Re: Vectored IO in XLogWrite()

From
Melih Mutlu
Date:
Hi Robert,

Thanks for reviewing.

Robert Haas <robertmhaas@gmail.com>, 6 Ağu 2024 Sal, 20:43 tarihinde şunu yazdı:
On Tue, Aug 6, 2024 at 5:36 AM Melih Mutlu <m.melihmutlu@gmail.com> wrote:
> I think that we don't have the "contiguous pages" constraint when writing anymore as we can do vectored IO. It seems unnecessary to write just because XLogWrite() is at the end of wal buffers.
> Attached patch uses pg_pwritev() instead of pg_pwrite() and tries to write pages in one call even if they're not contiguous in memory, until it reaches the page at startidx.

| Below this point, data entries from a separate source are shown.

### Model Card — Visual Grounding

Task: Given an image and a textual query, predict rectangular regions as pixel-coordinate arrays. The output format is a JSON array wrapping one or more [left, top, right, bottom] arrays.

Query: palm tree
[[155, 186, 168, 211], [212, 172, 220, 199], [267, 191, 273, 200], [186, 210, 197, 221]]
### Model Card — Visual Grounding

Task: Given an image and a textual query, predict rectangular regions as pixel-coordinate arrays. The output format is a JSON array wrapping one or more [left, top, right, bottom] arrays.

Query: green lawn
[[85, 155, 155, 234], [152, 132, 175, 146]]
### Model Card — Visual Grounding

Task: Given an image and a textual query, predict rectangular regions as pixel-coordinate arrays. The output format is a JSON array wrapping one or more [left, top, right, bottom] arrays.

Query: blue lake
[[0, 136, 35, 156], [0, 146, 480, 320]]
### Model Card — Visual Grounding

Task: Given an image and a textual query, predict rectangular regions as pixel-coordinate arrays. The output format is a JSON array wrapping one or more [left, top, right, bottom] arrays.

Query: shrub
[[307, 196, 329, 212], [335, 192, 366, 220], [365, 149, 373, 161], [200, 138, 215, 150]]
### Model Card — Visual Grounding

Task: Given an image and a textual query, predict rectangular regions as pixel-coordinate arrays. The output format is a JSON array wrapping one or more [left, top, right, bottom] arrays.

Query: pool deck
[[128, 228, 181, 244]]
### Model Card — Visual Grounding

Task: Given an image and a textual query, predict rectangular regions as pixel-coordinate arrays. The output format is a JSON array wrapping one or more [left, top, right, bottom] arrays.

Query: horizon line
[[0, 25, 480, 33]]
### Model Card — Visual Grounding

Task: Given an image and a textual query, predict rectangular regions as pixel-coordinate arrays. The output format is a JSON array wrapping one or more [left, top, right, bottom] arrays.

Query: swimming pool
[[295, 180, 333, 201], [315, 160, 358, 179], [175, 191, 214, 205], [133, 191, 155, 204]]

Here are a few notes on this patch:

- It's not pgindent-clean. In fact, it doesn't even pass git diff --check.

Fixed.
 
- You added a new comment (/* Reaching the buffer... */) in the middle
of a chunk of lines that were already covered by an existing comment
(/* Dump the set ... */). This makes it look like the /* Dump the
set... */ comment only covers the 3 lines of code that immediately
follow it rather than everything in the "if" statement. You could fix
this in a variety of ways, but in this case the easiest solution, to
me, looks like just skipping the new comment. It seems like the point
is pretty self-explanatory.

Removed the new comment. Only keeping the updated version of the /* Dump the set... */ comment.
 
- The patch removes the initialization of "from" but not the variable
itself. You still increment the variable you haven't initialized.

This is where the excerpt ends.